フェルテンが跪いたまま、硬い声でユリアーネを呼び止めた。



 一定の年齢に達した王位継承権を持つ者は、身を守るという意味でも、専任の騎士を一人指名するのが習わしだ。


 指名された騎士は王によって任命される。


 ユリアーネは、直属の部隊を従えているため、専属の騎士は置かなかった。


 メルヴィナはあくまで側仕えであり、王によって任命される王女の騎士ではない。


 貴族の子女が、他の家に仕え、経験を積む事はよく行われていた。


「仮にそうだとしても、お前に関係あるのか?」


「私にも大貴族の跡取りとしての矜持が御座います。ユリアーネ殿下は次代の王の重責を担われるお方。それほどの方の騎士であれば、実力、家格共に相応しい者でなくてはなりません」


「つまり、お前を騎士にしろと? オリアの騎士では不満だと?」


 ユリアーネが不快そうに目を細める。


「滅相もありません。ただ、そこの男はどちらも満たしてはおりません」


 ユリアーネが渇いた笑い声を上げた。


「なにか……?」


「確かに、シノは下の下だなと思ってな。なにしろ、出自も、年齢すらも定かではない」


「ならばーー」


「だが、そこの目つきの悪い男は、下手をすれば大英雄より強いかもしれんぞ」


 ユリアーネが力を込めて、言葉にした。


「なん……」


「え……」


 驚いたのは、フェルテンだけではなかった。


 初めて、オリアがユリアーネの顔をまっすぐに見つめる。


 姉がそんな冗談を言わない事は、オリアが一番よく知っていた。


 驚いている二人を見て、ユリアーネが満足げに相好を崩した。



「ふっ……まぁな。照れるぜ」


 シノが気障ったらしく前髪を掻き上げた。


「それよりも……いつまでオリアの寝所にいるつもりだ?」


「……失礼します。戻るぞ」


 肩を震わせ、溢れそうになる感情を堪えながら、最後にシノを一瞥し、兵を後ろに従えて、退室していった。


「近衛の騎士には向いていないな。あれは野心家だ」


 扉の方を見ながら、ユリアーネが誰にともなく所感を述べた。


「お母様が、公爵家に面目が立たないからって……。そもそも、お姉様がお断りになるから……」


 少し非難めいた言葉の後、オリアは再び俯いた。


「あんなのに四六時中側に張り付かれるなんて、ゾッとする。まだ悪魔に取り憑かれる方がマシだな。ーーいくぞ、シノ」


 ユリアーネがシノを促した。




 部屋に一人になったオリアは、ベッドに飛び込むように身を投げ出し、枕に顔を埋めた。

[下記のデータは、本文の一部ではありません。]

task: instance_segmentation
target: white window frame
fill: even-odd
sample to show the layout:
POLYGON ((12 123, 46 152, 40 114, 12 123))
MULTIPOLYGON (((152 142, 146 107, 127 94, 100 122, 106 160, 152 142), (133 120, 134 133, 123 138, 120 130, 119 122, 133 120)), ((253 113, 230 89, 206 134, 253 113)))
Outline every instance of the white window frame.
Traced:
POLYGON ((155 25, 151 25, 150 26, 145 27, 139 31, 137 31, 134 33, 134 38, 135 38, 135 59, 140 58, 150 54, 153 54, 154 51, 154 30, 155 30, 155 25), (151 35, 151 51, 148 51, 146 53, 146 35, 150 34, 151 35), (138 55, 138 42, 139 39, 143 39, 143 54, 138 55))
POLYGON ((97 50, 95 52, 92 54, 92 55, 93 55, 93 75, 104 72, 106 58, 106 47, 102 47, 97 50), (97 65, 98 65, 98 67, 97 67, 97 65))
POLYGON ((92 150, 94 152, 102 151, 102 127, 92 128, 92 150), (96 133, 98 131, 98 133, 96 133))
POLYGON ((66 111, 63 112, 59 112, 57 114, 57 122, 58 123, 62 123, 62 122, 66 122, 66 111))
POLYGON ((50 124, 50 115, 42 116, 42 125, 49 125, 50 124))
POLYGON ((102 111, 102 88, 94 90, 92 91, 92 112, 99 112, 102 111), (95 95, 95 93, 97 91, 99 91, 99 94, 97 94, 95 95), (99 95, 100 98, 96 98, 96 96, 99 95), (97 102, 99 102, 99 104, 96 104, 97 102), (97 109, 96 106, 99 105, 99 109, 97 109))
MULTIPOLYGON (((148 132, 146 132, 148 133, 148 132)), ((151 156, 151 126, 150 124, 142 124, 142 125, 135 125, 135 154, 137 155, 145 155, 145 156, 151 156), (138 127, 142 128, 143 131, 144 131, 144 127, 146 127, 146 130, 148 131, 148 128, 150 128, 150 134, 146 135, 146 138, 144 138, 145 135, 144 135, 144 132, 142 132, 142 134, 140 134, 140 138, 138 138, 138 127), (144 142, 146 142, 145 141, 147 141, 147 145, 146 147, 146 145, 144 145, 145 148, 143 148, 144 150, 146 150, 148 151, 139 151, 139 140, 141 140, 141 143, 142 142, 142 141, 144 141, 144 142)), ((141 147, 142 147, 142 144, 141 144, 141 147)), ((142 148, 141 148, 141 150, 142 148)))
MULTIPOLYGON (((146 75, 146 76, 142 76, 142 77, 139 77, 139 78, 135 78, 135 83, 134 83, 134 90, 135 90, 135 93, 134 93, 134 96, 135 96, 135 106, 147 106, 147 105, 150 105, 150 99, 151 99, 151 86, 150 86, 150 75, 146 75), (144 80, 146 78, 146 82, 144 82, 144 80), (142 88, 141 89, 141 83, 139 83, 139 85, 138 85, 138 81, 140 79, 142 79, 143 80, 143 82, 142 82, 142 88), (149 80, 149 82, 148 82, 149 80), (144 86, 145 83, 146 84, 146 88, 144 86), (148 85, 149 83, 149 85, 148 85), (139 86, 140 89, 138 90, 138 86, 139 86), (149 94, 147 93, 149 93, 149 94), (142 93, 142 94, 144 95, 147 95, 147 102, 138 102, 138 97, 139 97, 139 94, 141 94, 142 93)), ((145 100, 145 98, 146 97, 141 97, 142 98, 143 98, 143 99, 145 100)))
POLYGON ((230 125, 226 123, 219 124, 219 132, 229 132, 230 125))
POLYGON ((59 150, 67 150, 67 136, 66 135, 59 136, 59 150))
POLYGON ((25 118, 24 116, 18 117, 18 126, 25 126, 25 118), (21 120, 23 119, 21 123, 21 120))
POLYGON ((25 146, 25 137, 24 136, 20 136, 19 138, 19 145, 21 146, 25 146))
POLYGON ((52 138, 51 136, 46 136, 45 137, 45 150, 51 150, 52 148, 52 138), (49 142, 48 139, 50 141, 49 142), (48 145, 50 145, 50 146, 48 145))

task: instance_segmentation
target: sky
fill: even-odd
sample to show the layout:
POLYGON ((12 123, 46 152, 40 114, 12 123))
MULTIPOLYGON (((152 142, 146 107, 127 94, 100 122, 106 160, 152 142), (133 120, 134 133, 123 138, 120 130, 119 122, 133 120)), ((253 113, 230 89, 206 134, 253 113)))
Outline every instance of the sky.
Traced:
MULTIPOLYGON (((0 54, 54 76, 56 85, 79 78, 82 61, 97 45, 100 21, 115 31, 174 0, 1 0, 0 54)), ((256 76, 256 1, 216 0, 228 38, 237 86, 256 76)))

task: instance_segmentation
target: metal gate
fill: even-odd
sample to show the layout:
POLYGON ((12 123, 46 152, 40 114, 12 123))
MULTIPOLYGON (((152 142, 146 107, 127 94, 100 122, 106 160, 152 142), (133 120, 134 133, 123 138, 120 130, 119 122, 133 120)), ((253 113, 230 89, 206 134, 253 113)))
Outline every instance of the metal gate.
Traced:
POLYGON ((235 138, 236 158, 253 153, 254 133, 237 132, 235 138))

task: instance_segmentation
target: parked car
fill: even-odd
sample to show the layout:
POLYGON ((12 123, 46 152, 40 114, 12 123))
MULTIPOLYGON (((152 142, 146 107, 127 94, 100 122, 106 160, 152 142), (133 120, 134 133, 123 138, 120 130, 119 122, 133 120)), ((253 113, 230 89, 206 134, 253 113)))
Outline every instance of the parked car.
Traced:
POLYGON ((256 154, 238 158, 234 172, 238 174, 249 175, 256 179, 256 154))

「……どいつもこいつもユリアーネ様、ユリアーネ様……ふざけやがって」




「珍しいですね、リアン様が冗談なんて」


 ユリアーネの自室に向かう途中、メルヴィナがシノに耳打ちをした。


「俺も意外だった。そんな性格には見えなかったからな。でもまぁ、俺の株が上がる分には問題ない」


 シノも頷く。


 ユリアーネの指先が、空中に複雑な紋様を描き、ごく短い言葉を呟くと、ドアが開いた。


「それとな、私は冗談が嫌いだ」


 シノとメルヴィナを招き入れながら、ユリアーネがきっぱりと言った。